Code: Pascal  [Select][+][-]
  1. function SearchReplace(MemoString: TRichMemo;
  2.                        SearchText, ReplaceText: widestring;
  3.                        opt: TSearchOptions;
  4.                        StartRef, StartRng: longint
  5.                        ): Boolean;
  6. var StartPos, StartRun: longint; //opt: TSearchOptions;
  7. begin
  8.   with MemoString do    // ** configure for selection range **
  9.        begin
  10.          SelStart:= StartRef; // := 0;
  11.          if (StartRng=0) then StartRng:= GetTextLen;
  12.          while MemoString.Search(SearchText, SelStart, StartRef+StartRng-SelStart, opt, StartPos, StartRun) do
  13.                begin                                   //GetTextLen - SelStart
  14.                  SelStart:= StartPos;
  15.                  SelLength:= StartRun;
  16.                  SelText:= ReplaceText;
  17.                  SelStart:= StartPos + 1;
  18.                end;
  19.        end;
  20. end;
  21.  

It loads the file as ASCII text. Then it does a search and delete of \lang1033, \lang1037, and \lang1025. It did not take long. I don't know why the Unicode vowels had taken so long to do.
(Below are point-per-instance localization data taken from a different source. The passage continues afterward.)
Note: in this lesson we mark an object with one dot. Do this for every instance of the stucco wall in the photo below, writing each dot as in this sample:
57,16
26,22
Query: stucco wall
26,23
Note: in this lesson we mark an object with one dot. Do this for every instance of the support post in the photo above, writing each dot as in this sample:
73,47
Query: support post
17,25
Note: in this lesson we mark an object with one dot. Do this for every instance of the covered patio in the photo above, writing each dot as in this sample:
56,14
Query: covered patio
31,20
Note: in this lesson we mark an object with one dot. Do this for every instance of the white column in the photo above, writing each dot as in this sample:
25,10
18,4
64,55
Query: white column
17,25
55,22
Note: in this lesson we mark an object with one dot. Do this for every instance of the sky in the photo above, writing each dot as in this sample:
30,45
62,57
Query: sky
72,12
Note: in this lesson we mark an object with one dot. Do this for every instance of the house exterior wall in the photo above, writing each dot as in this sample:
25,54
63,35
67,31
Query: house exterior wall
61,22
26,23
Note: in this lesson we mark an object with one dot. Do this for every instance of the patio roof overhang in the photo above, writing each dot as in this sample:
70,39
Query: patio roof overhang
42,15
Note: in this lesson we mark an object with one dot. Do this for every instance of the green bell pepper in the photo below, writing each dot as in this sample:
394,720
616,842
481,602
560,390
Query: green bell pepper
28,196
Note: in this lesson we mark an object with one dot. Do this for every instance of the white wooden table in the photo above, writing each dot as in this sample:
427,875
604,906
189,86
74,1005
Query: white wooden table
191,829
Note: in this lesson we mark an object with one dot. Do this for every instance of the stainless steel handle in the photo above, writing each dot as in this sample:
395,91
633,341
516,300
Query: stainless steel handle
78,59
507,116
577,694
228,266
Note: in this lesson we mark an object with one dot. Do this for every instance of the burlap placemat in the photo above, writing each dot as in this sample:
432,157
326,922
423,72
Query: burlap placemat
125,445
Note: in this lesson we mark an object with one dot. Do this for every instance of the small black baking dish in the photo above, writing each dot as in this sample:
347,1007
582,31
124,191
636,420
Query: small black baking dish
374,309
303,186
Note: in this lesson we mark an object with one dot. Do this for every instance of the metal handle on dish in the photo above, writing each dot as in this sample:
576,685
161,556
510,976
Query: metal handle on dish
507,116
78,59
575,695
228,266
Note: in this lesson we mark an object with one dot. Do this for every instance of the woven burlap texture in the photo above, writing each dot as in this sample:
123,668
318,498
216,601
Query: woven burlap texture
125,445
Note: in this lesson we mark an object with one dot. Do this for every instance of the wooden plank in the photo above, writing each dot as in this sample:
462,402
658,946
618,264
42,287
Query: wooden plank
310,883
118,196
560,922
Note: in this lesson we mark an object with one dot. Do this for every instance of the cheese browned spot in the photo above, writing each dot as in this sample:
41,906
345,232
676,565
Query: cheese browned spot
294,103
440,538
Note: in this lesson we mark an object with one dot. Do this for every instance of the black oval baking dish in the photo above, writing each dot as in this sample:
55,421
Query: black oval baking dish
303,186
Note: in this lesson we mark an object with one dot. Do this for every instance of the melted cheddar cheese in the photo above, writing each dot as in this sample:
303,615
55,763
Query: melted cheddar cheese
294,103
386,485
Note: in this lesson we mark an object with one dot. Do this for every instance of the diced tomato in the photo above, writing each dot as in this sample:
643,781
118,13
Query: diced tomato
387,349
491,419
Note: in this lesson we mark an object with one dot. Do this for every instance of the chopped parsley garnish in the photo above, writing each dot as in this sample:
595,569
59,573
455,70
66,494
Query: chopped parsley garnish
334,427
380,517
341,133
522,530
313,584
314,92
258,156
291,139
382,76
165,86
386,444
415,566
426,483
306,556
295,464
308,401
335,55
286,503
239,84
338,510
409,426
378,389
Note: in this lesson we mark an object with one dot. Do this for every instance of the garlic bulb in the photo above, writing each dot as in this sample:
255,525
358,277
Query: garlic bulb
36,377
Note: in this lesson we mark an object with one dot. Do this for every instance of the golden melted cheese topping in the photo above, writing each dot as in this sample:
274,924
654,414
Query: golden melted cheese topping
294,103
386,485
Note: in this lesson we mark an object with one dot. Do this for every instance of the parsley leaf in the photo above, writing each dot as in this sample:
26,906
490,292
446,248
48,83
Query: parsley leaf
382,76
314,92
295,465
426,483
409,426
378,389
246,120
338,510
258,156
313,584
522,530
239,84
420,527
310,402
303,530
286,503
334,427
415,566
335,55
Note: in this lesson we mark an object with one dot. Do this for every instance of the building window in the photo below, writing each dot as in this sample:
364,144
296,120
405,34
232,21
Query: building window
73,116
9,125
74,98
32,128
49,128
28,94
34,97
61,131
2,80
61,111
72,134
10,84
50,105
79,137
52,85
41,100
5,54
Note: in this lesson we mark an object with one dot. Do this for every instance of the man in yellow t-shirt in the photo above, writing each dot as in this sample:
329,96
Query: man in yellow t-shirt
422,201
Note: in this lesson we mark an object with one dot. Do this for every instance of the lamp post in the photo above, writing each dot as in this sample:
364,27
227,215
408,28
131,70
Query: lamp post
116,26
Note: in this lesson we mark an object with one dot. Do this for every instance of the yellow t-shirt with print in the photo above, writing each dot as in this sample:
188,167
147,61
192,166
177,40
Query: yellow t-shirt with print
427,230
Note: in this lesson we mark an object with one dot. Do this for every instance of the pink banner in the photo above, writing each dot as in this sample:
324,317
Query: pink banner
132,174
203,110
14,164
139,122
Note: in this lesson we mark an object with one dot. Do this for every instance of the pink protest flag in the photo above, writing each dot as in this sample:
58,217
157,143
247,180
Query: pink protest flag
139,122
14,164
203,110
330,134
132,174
The problem with what I have done is that this is not a flexible filter. I have to rigorously name each language code.

Rick
Title: Re: Tofu Returned
Post by: rick2691 on April 12, 2017, 10:51:15 pm
I have worked out a method for clearing the \lang#### codes. It seems to be working well... there are a few bugs to work out, but I am encouraged.

I added another TRichmemo component to the maine form, and set its Z level to the background. I load the file into it as an ASCII format that exposes the RTF codes. I search for \lang, and delete with a 4 character increase in the SelLength parameter. It strips away all \lang codes with one iteration. To do so I added an EXT parameter (integer) to delete 4 characters beyond the search string.

Code: Pascal  [Select][+][-]
  1. procedure SearchReplace(MemoString: TRichMemo;
  2.                        SearchText, ReplaceText: widestring;
  3.                        ext: longint;
  4.                        opt: TSearchOptions;
  5.                        StartRef, StartRng: longint
  6.                        );
  7. var StartPos, StartRun: longint; //opt: TSearchOptions;
  8. begin
  9.   with MemoString do    // ** configure for selection range **
  10.        begin
  11.          SelStart:= StartRef; // := 0;
  12.          if (StartRng=0) then StartRng:= GetTextLen;
  13.          while MemoString.Search(SearchText, SelStart, StartRef+StartRng-SelStart, opt, StartPos, StartRun) do
  14.                begin                                   //GetTextLen - SelStart
  15.                  SelStart:= StartPos;
  16.                  SelLength:= StartRun+ext;  // ext extends replacement range as trailing wildcard
  17.                  SelText:= ReplaceText;
  18.                  SelStart:= StartPos + 1;
  19.                end;
  20.        end;
  21. end;
  22.  
  23. procedure TCmdForm.CleanRTFfile(CleanFile: string);
  24. var opt: TSearchOptions;
  25.     SelBegin, SelRange, ext: longint;
  26. begin
  27.   CleanMemo.clear;
  28.   CleanMemo.Lines.LoadFromFile(CleanFile); // read as ascii rtf code
  29.   opt:= [];  //include(opt, RichMemo.soMatchCase); // soMatchCase, soWholeWord, soBackward
  30.   SelBegin:= 0;
  31.   SelRange:= CleanMemo.GetTextLen; //CleanMemo.SelLength;
  32.   ext:= 4;  // ext extends replacement range as wildcard
  33.   with CleanMemo do
  34.        begin
  35.        SearchReplace(CleanMemo, '\lang', '', ext, opt, SelBegin, SelRange);
  36.        end;
  37.   CleanMemo.Lines.SaveToFile(CleanFile); // save as ascii rtf code
  38.   CleanMemo.clear;
  39. end;    
  40.  

It works for English, Hebrew, Syriac, and Greek... but Phoenician is a NoGo at this point. I have forgotten what I had to do to make Phoenician print to the screen.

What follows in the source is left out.